When we keep a secret, fear and shame are usually involved. For example, when a secret involves infidelity, a teen pregnancy, an addiction or maybe a financial problem, we don’t want to admit to our problem. It’s too painful or hard to face. Or we may keep a secret thinking we are protecting someone. Other times, we fear the consequences of telling the truth.

The problem with keeping a secret is that the one who keeps it, is often stressed by it. And that stress does a number on the body. Secrets can lead to a boost in stress hormones often resulting in higher blood pressure, problems sleeping at night, and can even make pain worse.

Emotionally, secrets can make you more anxious and lead to depression.

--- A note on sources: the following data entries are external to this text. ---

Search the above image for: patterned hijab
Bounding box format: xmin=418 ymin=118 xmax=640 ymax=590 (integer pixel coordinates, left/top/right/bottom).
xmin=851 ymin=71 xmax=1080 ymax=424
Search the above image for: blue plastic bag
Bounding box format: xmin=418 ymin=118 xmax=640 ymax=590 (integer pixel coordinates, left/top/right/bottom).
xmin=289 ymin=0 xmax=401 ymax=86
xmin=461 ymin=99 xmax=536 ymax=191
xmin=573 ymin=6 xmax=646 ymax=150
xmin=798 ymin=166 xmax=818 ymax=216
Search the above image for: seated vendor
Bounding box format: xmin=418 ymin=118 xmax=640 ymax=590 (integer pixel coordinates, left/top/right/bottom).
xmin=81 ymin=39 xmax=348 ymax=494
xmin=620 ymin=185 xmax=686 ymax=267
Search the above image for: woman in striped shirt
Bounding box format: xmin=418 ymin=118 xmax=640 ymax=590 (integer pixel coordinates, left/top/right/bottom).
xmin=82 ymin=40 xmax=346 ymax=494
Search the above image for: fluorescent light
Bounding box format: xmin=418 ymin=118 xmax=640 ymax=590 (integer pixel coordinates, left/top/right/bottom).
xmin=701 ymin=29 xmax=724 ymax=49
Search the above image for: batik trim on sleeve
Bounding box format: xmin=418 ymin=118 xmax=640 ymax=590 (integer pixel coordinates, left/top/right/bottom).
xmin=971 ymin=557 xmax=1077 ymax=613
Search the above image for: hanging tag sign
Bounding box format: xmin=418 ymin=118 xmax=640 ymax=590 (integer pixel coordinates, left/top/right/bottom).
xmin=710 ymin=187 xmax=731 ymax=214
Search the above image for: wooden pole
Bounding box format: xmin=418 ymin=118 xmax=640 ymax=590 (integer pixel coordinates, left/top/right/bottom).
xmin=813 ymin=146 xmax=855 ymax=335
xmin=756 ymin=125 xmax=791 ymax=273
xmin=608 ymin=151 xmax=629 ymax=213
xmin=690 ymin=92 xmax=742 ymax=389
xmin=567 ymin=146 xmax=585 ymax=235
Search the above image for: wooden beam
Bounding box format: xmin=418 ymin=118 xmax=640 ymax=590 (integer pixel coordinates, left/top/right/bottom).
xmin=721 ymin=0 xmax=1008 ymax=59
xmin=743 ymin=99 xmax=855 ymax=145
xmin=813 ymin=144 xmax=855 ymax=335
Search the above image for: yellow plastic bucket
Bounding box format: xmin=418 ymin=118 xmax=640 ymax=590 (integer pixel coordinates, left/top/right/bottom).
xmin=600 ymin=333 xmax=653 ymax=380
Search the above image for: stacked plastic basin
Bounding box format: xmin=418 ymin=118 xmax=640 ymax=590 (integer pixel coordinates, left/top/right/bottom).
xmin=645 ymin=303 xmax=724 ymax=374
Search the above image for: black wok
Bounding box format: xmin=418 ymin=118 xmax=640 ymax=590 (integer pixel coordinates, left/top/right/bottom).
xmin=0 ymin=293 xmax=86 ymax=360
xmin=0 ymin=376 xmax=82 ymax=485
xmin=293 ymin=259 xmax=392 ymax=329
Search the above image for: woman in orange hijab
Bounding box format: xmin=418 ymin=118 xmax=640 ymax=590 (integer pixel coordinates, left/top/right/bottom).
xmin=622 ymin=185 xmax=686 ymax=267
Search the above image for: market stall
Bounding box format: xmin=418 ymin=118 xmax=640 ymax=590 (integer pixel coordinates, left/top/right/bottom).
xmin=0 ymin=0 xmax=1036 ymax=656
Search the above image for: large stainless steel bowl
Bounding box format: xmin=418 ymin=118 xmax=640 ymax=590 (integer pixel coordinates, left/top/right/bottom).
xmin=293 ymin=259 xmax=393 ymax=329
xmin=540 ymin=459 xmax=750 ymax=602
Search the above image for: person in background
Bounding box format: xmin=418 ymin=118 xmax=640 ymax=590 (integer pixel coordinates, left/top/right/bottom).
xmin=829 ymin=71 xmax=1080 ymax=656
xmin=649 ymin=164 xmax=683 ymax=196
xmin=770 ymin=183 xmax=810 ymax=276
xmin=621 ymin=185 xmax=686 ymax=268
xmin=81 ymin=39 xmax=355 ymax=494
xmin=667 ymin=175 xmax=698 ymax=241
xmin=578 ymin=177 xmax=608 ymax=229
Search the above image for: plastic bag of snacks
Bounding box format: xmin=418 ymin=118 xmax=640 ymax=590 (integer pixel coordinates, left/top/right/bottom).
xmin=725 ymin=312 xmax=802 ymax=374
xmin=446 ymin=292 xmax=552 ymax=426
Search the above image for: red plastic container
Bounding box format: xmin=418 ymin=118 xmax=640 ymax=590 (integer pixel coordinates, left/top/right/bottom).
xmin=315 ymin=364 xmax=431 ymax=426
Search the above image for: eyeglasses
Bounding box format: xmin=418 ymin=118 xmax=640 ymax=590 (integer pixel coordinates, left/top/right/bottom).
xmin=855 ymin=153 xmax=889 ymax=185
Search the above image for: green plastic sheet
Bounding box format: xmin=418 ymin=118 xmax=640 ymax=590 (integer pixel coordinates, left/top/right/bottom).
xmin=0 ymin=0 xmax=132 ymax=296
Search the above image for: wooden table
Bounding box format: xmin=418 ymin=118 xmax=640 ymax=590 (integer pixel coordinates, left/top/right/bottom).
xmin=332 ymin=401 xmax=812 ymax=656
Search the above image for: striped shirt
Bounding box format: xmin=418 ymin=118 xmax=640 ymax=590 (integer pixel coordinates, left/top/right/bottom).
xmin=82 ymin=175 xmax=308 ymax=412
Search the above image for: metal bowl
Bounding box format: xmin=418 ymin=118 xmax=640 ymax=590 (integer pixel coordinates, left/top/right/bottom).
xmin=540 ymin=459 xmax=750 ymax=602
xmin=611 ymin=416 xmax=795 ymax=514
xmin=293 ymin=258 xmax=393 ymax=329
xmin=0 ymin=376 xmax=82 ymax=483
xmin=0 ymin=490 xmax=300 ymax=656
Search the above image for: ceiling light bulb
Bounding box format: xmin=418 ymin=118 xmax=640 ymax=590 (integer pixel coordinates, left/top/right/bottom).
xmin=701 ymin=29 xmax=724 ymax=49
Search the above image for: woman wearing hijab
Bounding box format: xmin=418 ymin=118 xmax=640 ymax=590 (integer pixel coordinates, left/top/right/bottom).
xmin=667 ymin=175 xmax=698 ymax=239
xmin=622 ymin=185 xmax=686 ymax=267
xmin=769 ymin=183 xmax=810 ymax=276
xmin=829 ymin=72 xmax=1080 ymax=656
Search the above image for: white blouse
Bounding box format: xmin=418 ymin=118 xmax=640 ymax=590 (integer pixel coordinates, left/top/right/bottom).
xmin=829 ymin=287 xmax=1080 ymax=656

When you hold on to a secret, the emotional hiding may involve the use of substances as well. After all, the vigilance involved to keep a secret alive is hard work. Even thinking about your secret has been found to be harmful. This is why third-party confession feels cathartic.

Overall, secrets hurt your relationship. They are isolating and block your ability to build true intimacy. They clutter your psychological landscape and interfere with building trust and kill intimacy. And when discovered, secrets become intimate betrayals.

If you tell your secret, what is the best approach?

Even though it might be easier to hint at a problem or be indirect, don’t go the indirect route. Also, skip the hypothetical scenario as most people figure out that the story involves you.

Rather, choose a time to disclose. Make sure you are calm. Begin by telling the person why you need to talk about this. Explain your motivation. Hopefully, it is to build a relationship based on honesty. For example, “I don’t want you to find this out from someone else,” or “If I don’t tell you now, you might be more hurt later,” ”Our relationship needs to be based on honesty, so I need to tell you this.” Let the person know it may be hard to hear what you have to say but truth matters. You value the relationship and don’t want to hold on to secrets.

Then, be direct. If the secret involves sin, wrongdoing, or bad judgment, confess and ask for forgiveness. Certainly, ask for forgiveness if you have told a lie in keeping the secret. Some secrets when revealed may be very damaging to another person. Be ready for negative reactions or upset. The fall out could be significant and may require third party help if the person is willing.

Next, talk about your plan to repair the problem and offer solutions. If the secret is a difficult one and impacts your relationship in a significant way, see a therapist and work through the process of healing trust and rebuilding the relationship.

Finally, remember, secrets are often kept due to shame.  Even so, shame is not useful and keeps us stuck. God doesn’t shame you. He wants you to feel conviction for sin, but not live in shame. If confession and repentance are needed, do both, but remember, Christ died to take away your shame. Nothing you have done will cause God to reject or abandon you. He loves you unconditionally and removes your sin once confessed. Shame is not on you, so don’t buy the lie! Let it go! Then do everything you can to repair the damage to your relationship.